Egypt has blocked all websites of Daily Sabah and the web pages of several other news outlets based in Turkey Sunday, expanding a media blackout initiated last month to curb diverse media.
According to the Egyptian news website Mada Masr, the number of websites blocked in Egypt has now reached 54 following the most recent blocking spree. The list now includes Daily Sabah's English, Arabic and German web pages as well as Turk Press, Arab Turkey, Akhbar Turkiya and Akhbar al-Alam.
The Cairo-based Association for Freedom of Thought and Expression (AFTE) confirmed that access to the websites has been blocked but could not determine when the block was implemented.
Egypt blocked access to a number of news websites in May including Al-Jazeera, Huffington Post Arabic and Al-Borsa, a widely read financial newspaper that generally avoids political discourse and tends to reflect the views of a largely pro-state business community. The government also blocked the English-language Daily News Egypt and Mada Masr.
Egyptian security sources claimed that the websites were blocked for allegedly being affiliated with the outlawed Muslim Brotherhood or for receiving funding from Qatar, however, some of the websites have no Islamist or Qatari affiliations and carry out an independent editorial policy.
The new move suggests a more expansive attempt to control private media coverage as the country, along with Saudi Arabia, Bahrain and the United Arab Emirates, severed ties with Qatar this week over allegations that the country supports terrorism.
Three Al Jazeera journalists, including a Canadian and an Australian, were detained between 2013 and 2015, triggering international protests.
Timothy Kaldas, a non-resident fellow at the Washington-based Tahrir Institute for Middle East Policy, said the latest crackdown appeared to be aimed at curbing discontent in Egypt and enacted without fear of consequences.
"More and more people are frustrated in Egypt in general.

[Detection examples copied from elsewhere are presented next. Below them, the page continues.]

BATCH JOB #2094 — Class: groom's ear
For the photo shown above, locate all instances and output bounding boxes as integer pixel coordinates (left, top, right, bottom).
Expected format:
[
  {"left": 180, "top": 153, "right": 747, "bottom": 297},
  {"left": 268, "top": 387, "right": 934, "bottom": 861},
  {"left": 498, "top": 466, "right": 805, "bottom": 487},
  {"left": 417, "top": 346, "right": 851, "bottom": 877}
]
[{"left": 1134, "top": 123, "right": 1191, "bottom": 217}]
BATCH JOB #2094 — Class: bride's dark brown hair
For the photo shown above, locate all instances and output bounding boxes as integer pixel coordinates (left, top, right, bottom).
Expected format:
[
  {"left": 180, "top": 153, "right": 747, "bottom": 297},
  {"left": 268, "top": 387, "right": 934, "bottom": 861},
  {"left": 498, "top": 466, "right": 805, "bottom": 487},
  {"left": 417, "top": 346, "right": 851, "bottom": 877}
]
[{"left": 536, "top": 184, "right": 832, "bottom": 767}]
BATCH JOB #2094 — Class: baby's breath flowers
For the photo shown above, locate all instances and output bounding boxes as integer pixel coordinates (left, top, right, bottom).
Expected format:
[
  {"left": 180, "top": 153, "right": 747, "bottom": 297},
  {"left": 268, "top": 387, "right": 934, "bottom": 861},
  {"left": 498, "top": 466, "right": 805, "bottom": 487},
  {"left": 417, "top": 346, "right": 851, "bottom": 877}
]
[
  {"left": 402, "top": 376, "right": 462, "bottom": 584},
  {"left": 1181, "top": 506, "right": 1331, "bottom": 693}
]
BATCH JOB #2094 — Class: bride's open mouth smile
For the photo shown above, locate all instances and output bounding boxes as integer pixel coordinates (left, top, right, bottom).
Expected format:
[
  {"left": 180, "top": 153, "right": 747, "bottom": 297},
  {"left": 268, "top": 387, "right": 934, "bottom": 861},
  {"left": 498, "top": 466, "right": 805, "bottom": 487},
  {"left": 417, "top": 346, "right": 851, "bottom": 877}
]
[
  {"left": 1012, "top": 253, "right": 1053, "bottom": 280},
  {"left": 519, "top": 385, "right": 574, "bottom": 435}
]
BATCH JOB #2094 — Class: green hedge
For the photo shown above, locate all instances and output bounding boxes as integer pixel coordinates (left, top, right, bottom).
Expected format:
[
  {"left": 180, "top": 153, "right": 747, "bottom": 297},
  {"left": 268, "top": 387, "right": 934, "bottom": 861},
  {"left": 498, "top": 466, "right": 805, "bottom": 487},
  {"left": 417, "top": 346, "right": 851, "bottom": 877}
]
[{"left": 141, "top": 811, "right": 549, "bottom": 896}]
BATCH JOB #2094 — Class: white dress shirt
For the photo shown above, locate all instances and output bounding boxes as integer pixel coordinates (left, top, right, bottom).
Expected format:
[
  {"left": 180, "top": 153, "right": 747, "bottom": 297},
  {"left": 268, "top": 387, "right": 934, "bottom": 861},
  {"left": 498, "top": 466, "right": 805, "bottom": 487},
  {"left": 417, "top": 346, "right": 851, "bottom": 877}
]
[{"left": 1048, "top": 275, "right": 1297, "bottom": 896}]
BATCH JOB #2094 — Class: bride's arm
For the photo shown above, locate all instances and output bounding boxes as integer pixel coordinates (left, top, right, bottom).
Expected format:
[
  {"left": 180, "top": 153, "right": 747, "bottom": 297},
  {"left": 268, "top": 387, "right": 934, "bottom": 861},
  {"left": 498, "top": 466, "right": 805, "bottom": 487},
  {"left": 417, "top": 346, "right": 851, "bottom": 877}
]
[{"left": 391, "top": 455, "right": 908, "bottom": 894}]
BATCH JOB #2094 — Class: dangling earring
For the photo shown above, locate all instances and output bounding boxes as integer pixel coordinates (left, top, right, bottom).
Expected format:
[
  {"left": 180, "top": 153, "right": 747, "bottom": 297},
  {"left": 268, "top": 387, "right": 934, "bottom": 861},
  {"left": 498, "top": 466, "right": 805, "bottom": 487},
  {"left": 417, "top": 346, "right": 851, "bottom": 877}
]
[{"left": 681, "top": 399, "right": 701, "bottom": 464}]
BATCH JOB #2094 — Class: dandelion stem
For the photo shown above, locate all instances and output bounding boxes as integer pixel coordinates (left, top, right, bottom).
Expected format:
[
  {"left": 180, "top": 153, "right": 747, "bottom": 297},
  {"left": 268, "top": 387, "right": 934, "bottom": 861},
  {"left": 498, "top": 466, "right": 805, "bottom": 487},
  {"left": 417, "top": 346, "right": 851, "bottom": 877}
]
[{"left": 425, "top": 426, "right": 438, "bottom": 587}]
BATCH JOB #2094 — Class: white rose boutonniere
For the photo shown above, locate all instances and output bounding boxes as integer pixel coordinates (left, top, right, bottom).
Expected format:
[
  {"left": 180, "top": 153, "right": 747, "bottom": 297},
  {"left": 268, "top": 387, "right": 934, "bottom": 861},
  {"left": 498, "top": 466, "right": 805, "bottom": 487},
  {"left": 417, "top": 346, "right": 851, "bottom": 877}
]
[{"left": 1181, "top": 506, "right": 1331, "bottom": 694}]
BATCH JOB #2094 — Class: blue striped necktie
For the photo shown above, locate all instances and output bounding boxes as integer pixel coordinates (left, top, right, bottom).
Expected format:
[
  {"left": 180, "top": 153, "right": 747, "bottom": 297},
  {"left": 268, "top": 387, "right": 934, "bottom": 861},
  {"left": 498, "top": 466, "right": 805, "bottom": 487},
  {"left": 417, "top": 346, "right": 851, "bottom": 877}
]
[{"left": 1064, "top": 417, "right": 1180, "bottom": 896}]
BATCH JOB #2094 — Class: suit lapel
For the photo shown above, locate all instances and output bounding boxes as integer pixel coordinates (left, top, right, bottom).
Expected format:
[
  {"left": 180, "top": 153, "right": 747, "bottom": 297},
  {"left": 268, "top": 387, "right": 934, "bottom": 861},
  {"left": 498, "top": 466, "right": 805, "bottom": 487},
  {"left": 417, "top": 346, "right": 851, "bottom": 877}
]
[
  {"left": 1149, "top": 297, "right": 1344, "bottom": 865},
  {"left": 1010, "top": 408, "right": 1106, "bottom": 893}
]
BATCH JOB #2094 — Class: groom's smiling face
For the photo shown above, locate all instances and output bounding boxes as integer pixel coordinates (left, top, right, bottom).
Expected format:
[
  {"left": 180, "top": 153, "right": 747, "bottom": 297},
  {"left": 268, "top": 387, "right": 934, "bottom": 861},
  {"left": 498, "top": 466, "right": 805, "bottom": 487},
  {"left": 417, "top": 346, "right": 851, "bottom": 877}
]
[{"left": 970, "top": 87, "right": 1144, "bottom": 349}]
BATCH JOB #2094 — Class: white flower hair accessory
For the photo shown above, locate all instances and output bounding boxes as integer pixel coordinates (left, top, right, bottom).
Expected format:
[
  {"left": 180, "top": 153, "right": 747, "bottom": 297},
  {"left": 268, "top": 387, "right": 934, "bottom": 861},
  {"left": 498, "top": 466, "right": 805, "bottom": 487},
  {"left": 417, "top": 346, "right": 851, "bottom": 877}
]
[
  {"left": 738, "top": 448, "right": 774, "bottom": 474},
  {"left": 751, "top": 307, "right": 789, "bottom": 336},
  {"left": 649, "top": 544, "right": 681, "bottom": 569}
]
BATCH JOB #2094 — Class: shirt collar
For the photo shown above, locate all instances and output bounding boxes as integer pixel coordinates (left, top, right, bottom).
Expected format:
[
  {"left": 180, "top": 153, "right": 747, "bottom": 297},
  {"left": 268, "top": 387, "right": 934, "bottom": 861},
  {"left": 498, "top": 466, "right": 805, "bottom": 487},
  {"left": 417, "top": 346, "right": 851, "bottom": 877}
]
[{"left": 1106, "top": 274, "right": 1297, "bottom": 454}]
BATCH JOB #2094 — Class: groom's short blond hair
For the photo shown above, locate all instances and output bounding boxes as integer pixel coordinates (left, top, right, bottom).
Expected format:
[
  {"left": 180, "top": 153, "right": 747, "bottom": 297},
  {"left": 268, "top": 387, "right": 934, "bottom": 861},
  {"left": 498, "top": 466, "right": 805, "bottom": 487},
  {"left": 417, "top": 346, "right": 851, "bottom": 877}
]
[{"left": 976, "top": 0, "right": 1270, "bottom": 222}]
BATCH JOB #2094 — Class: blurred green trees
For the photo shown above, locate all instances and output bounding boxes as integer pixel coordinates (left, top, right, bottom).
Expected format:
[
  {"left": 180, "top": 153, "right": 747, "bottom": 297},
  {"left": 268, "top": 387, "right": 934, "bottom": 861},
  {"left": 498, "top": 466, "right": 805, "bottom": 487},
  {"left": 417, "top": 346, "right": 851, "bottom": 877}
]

So they want to stop the critical information which could increase the frustration," he said in a recent interview.
An anti-terrorism law, adopted in August 2015, lays down stiff penalties for publishing "false information" on attacks in Egypt that contradicts official reports from the country's defense ministry, stirring condemnation from rights groups.

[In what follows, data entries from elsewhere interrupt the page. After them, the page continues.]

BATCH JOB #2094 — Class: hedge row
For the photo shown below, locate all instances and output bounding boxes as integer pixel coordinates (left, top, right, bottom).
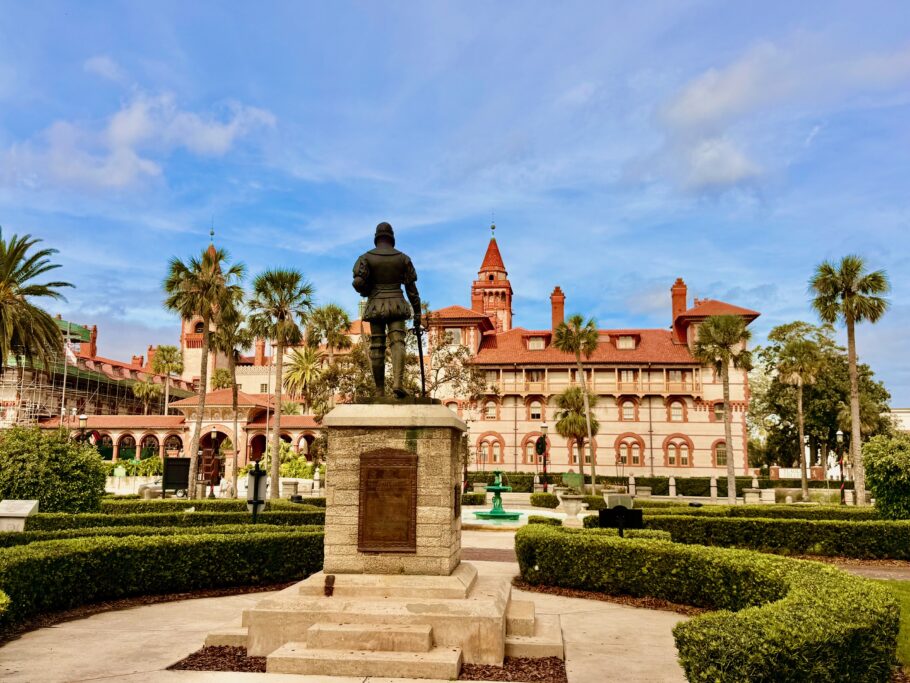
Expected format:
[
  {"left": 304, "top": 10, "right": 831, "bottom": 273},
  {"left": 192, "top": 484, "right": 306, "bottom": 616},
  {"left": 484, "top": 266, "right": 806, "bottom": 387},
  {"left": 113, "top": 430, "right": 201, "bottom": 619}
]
[
  {"left": 0, "top": 524, "right": 323, "bottom": 548},
  {"left": 100, "top": 498, "right": 325, "bottom": 515},
  {"left": 0, "top": 531, "right": 323, "bottom": 630},
  {"left": 645, "top": 515, "right": 910, "bottom": 560},
  {"left": 25, "top": 506, "right": 325, "bottom": 531},
  {"left": 635, "top": 499, "right": 879, "bottom": 522},
  {"left": 515, "top": 520, "right": 900, "bottom": 683}
]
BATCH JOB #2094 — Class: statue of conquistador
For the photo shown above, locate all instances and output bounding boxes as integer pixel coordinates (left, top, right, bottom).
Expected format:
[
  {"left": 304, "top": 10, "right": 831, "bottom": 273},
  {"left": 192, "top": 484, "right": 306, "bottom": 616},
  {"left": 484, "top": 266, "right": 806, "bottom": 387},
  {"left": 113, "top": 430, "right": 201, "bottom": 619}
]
[{"left": 354, "top": 223, "right": 420, "bottom": 398}]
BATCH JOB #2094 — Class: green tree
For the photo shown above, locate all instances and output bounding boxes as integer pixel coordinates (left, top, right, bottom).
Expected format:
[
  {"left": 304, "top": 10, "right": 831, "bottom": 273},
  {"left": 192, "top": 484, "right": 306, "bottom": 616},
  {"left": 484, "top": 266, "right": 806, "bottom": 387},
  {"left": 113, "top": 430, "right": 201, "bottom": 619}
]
[
  {"left": 164, "top": 245, "right": 245, "bottom": 494},
  {"left": 0, "top": 229, "right": 73, "bottom": 374},
  {"left": 0, "top": 427, "right": 105, "bottom": 513},
  {"left": 284, "top": 346, "right": 322, "bottom": 410},
  {"left": 152, "top": 344, "right": 183, "bottom": 415},
  {"left": 249, "top": 269, "right": 314, "bottom": 498},
  {"left": 809, "top": 255, "right": 891, "bottom": 505},
  {"left": 768, "top": 321, "right": 824, "bottom": 502},
  {"left": 306, "top": 304, "right": 351, "bottom": 364},
  {"left": 556, "top": 386, "right": 600, "bottom": 486},
  {"left": 212, "top": 308, "right": 253, "bottom": 497},
  {"left": 553, "top": 313, "right": 599, "bottom": 496},
  {"left": 692, "top": 315, "right": 752, "bottom": 505},
  {"left": 133, "top": 379, "right": 164, "bottom": 415}
]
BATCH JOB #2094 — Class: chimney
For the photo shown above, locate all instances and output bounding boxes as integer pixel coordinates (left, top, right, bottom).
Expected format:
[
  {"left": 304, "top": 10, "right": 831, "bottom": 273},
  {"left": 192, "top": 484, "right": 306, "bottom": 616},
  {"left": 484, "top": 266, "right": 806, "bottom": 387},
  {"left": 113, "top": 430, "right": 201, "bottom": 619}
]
[{"left": 550, "top": 285, "right": 566, "bottom": 330}]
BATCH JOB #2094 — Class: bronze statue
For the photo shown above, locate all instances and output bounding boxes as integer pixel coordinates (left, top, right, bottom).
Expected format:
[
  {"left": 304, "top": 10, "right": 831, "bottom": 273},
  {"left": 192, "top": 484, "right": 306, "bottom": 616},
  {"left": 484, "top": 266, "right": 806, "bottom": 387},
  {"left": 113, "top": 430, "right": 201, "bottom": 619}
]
[{"left": 354, "top": 223, "right": 420, "bottom": 398}]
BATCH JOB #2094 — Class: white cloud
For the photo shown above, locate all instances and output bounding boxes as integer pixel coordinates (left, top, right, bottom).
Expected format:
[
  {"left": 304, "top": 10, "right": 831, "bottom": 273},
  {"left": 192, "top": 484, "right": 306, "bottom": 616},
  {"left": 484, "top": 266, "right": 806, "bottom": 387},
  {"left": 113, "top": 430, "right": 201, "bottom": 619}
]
[
  {"left": 82, "top": 55, "right": 127, "bottom": 83},
  {"left": 0, "top": 92, "right": 275, "bottom": 188}
]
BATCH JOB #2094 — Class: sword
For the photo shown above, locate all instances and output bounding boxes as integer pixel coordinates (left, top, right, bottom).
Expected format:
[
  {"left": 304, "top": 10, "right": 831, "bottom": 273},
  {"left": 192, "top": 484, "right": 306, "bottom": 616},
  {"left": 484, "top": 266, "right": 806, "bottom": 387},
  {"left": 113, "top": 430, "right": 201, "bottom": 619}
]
[{"left": 414, "top": 325, "right": 427, "bottom": 398}]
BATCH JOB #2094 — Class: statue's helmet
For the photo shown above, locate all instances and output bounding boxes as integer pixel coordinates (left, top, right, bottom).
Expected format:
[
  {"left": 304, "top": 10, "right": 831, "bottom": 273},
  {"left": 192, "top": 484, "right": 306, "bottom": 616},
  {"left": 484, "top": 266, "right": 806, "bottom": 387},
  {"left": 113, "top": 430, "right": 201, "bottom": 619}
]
[{"left": 373, "top": 222, "right": 395, "bottom": 247}]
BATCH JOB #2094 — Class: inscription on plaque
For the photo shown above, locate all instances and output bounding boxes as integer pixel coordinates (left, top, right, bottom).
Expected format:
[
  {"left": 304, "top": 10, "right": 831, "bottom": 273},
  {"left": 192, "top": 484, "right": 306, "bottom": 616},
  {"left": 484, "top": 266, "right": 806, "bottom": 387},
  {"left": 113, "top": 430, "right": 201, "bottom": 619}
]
[{"left": 357, "top": 448, "right": 417, "bottom": 553}]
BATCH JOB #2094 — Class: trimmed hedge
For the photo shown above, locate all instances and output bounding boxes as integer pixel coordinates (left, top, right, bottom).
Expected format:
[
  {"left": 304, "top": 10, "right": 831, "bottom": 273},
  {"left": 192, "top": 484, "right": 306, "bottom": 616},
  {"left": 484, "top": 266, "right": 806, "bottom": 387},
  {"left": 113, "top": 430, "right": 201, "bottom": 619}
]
[
  {"left": 461, "top": 493, "right": 487, "bottom": 505},
  {"left": 515, "top": 520, "right": 900, "bottom": 683},
  {"left": 528, "top": 515, "right": 562, "bottom": 526},
  {"left": 0, "top": 531, "right": 323, "bottom": 629},
  {"left": 531, "top": 493, "right": 559, "bottom": 509},
  {"left": 25, "top": 505, "right": 325, "bottom": 531},
  {"left": 635, "top": 500, "right": 879, "bottom": 522},
  {"left": 0, "top": 524, "right": 323, "bottom": 548},
  {"left": 645, "top": 515, "right": 910, "bottom": 560}
]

A growing list of media personalities have since either decided to down tools and stay silent or run into trouble with the judiciary.
Since Morsi's ousting and imprisonment, the Egyptian authorities have launched a harsh crackdown on his Muslim Brotherhood. Morsi, along with 105 other defendants, was given a life sentence for spying for foreign powers and a death sentence over a mass prison break during the incidents in 2011 that ousted former autocratic President Hosni Mubarak, who ruled Egypt for 30 years.
Egypt, along with Saudi Arabia, Bahrain, and the United Arab Emirates, severed ties with Qatar this week over allegations that the country supports terrorism. Saudi Arabia has also closed its land borders with Qatar, geographically isolating the tiny Gulf state.
In the 2017 press freedom index published by watchdog Reporters Without Borders (RSF), Egypt ranks 161st out of 180 countries.